In a move that appears to signal an attempt by Twitter to finally monetize its user base, the company will start selling corporate accounts to brands by the end 2009.
Though Twitter co-founder Biz Stone had hinted at such an initiative earlier this year, he fleshed out the concept this week at an industry event in London, where he said a pay-for package will offer verified streams and analytics.
“This takes advantage of some of the commercial use of Twitter we’ve seen from businesses like airlines and big box stores,” Stone said (via the Guardian). “We want to present to them a layer of features that allows them to become better at Twitter, show them some of the analytics.”
Twitter is also looking to add the ability to geo-tag individual tweets and is developing tools to recognize which users have higher reputations than others, Stone added.
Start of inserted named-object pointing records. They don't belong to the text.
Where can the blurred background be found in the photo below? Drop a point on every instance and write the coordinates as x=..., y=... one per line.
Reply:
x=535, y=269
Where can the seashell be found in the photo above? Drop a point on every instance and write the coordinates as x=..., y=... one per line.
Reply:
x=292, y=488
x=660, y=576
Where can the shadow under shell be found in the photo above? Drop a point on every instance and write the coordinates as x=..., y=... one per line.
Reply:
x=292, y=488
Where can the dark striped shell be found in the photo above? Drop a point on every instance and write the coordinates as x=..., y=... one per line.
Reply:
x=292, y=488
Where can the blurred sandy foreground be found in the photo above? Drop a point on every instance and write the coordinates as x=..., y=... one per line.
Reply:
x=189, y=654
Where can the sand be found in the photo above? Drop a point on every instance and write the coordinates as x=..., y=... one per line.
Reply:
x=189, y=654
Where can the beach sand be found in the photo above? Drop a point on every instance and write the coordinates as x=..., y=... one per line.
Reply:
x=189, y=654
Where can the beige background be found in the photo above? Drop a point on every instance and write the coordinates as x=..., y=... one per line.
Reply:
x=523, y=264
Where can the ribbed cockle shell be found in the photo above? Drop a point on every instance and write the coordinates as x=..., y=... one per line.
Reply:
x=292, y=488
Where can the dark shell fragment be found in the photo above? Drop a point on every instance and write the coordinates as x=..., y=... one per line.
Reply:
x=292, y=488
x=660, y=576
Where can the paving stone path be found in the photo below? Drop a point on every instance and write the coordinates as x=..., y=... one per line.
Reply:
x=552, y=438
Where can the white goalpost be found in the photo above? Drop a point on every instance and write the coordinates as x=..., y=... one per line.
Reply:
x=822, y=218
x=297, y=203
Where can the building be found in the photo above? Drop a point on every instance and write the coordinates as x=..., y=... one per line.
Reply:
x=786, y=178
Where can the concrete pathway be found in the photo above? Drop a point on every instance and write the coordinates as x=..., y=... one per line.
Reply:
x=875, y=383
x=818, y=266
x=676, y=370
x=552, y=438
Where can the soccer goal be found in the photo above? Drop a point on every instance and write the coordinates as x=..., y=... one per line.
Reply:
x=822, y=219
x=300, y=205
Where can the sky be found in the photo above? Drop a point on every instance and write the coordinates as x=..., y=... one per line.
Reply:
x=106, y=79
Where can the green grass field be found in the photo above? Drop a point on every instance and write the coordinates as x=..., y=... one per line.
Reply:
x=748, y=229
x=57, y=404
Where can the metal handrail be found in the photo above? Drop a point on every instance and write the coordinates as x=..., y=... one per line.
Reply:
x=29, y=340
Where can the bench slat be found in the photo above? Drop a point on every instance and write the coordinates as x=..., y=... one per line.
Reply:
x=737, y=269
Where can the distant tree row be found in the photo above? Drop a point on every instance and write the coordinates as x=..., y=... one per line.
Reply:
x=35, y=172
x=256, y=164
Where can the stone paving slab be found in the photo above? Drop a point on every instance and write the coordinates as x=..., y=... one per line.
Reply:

The company also wants to make a bigger push onto the mobile platform.
There already are a number of offerings – some free, some commercial – that quantify the impact of a user’s reputation already. Most recently PR-firm Edelman announced a new tool that measures an individual’s importance on Twitter using metrics that go beyond just a tally of followers.
Airfare Tweets
ITA Software, a provider of software applications for the travel industry, and FareCompare.com, an independent airfare comparison shopping site, already are using Twitter in such a news broadcast manner. The duo just announced that they have signed on 15,000 Tweeters to follow FareCompare’s When-to-Fly Real-Time Airfare Alerts since it launched in July. Consumers track the fares by the Twitter handle of their preferred airport, such as @flyfromATL and @flyfromDFW.
FareCompare tweets more than 2,500 price-drop messages each day across its 170 Twitter departure-city accounts.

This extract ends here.